Many of the dolphins who do escape may die soon afterward . . . as they are now completely deafened by the bomb explosions underwater. Tragically for a dolphin being deaf is equivalent to being blind.
Marten:
I can state this on my own experience, because when the tuna fishermen used to throw the bombs at me, as an observer, to keep me from reporting large kills, those bombs made me deaf for about a day. Nor do the “dolphin-safe” labels appearing on some cans of tuna offer absolute guarantees that no dolphins were killed . . . Meanwhile, the effect of tuna fishing on dolphins has been catastrophic. Today, more than 60 percent of the population of spinner dolphins in the Eastern tropical pacific has been wiped out in the tuna nets.
This morning, after a successful night of hunting, the spinner dolphins of Kealakekua Bay are returning to shore. Mornings are a time of celebration — as the members of the school meet, and play together. Youngsters practice their lessons. Little by little, the warm, clear waters entice them to rest . . . the dolphins draw closer. Together they rise and fall from the surface . . . until each spinner slips into sleep, safe inside a cocoon of friends.

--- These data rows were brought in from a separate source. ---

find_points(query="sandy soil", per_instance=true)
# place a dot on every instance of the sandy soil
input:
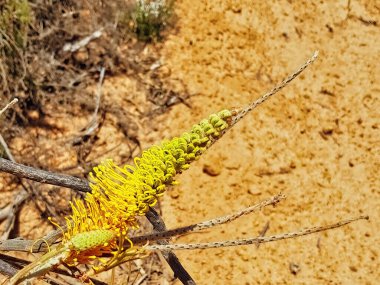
(317, 141)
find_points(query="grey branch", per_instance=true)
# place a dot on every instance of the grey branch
(82, 185)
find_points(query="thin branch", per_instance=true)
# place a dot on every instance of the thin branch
(208, 224)
(256, 240)
(10, 104)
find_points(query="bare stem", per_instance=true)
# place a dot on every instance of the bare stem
(256, 240)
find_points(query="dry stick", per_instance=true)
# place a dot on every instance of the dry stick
(82, 185)
(242, 113)
(256, 240)
(10, 104)
(210, 223)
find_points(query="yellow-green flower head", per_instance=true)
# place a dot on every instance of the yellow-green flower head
(120, 194)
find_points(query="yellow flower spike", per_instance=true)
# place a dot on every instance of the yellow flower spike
(100, 225)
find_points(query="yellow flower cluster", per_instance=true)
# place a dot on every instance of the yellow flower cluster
(120, 194)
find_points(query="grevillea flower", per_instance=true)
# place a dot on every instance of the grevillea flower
(120, 194)
(99, 226)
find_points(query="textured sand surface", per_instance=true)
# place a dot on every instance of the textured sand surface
(317, 141)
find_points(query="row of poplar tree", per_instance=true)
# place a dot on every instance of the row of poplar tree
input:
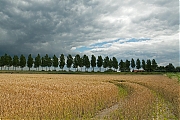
(76, 62)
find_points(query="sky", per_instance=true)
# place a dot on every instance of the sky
(144, 29)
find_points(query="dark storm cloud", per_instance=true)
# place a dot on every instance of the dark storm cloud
(55, 27)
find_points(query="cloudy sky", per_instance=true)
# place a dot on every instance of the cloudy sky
(145, 29)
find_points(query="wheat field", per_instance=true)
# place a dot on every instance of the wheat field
(58, 96)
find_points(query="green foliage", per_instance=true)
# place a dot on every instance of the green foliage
(121, 66)
(170, 68)
(93, 62)
(76, 62)
(99, 62)
(87, 62)
(62, 61)
(55, 62)
(69, 61)
(114, 63)
(154, 65)
(144, 64)
(106, 62)
(138, 64)
(15, 61)
(133, 63)
(22, 62)
(127, 65)
(148, 66)
(37, 61)
(30, 61)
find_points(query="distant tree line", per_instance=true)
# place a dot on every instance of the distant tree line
(79, 62)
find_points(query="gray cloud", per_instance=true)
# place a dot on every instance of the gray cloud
(54, 27)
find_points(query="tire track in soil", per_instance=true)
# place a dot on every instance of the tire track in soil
(159, 103)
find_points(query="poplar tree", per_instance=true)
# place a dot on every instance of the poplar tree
(49, 62)
(154, 64)
(93, 62)
(1, 62)
(138, 64)
(46, 58)
(114, 63)
(55, 62)
(127, 65)
(22, 61)
(106, 62)
(62, 61)
(121, 66)
(30, 62)
(87, 63)
(133, 63)
(99, 62)
(148, 65)
(144, 64)
(69, 61)
(37, 61)
(15, 61)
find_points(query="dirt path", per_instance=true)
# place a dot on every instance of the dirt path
(106, 112)
(140, 98)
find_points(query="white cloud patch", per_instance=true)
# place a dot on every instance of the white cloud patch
(124, 29)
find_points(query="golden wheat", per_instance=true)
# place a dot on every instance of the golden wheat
(37, 96)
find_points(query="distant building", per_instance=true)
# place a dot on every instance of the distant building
(138, 70)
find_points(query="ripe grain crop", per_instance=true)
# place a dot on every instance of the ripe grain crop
(53, 96)
(57, 96)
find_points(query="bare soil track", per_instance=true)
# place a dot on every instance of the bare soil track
(142, 102)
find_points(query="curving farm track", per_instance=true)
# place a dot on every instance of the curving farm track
(145, 100)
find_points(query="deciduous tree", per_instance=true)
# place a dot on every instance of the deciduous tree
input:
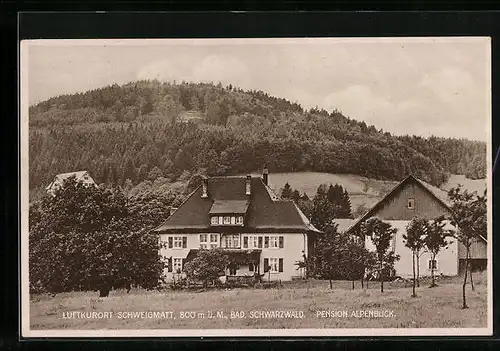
(414, 239)
(381, 235)
(469, 214)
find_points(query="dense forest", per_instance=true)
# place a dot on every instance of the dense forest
(142, 131)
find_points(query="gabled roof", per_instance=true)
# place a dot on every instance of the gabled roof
(264, 212)
(436, 193)
(343, 224)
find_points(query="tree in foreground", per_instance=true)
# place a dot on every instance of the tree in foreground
(435, 241)
(340, 256)
(415, 240)
(84, 238)
(207, 266)
(287, 191)
(469, 215)
(381, 234)
(323, 211)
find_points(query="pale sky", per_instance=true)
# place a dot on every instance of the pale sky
(438, 86)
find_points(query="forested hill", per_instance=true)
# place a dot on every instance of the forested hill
(147, 129)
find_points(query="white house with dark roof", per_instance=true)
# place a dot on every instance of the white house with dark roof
(262, 235)
(80, 176)
(413, 198)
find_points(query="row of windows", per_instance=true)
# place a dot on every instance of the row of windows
(226, 220)
(232, 241)
(267, 242)
(271, 264)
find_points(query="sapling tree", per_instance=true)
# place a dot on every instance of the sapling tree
(86, 238)
(469, 215)
(381, 234)
(435, 241)
(207, 266)
(414, 239)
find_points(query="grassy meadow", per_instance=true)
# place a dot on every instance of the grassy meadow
(362, 190)
(438, 307)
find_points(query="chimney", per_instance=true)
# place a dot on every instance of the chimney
(248, 185)
(204, 188)
(265, 175)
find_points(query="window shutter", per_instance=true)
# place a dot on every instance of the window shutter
(170, 264)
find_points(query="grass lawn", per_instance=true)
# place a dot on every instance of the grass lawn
(438, 307)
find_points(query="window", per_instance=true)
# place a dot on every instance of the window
(273, 242)
(273, 265)
(177, 242)
(177, 263)
(255, 241)
(203, 241)
(411, 203)
(232, 241)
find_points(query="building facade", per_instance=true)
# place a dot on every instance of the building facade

In the 30 years that spinner dolphins have been studied, much has been Deciphered of their lives in the wild. Yet most of their world remains — and may always remain — completely mysterious. They thrive in what is essentially a different universe . . and yet, we feel close to them.
Perhaps the attraction lies in a sense of kindred spirit . . .
For although we understand something now of the complex and serious business of their lives. . . we can also feel their unique and joyful energy. . . that moment of flight . . . that instant when the burdens of life are cast away.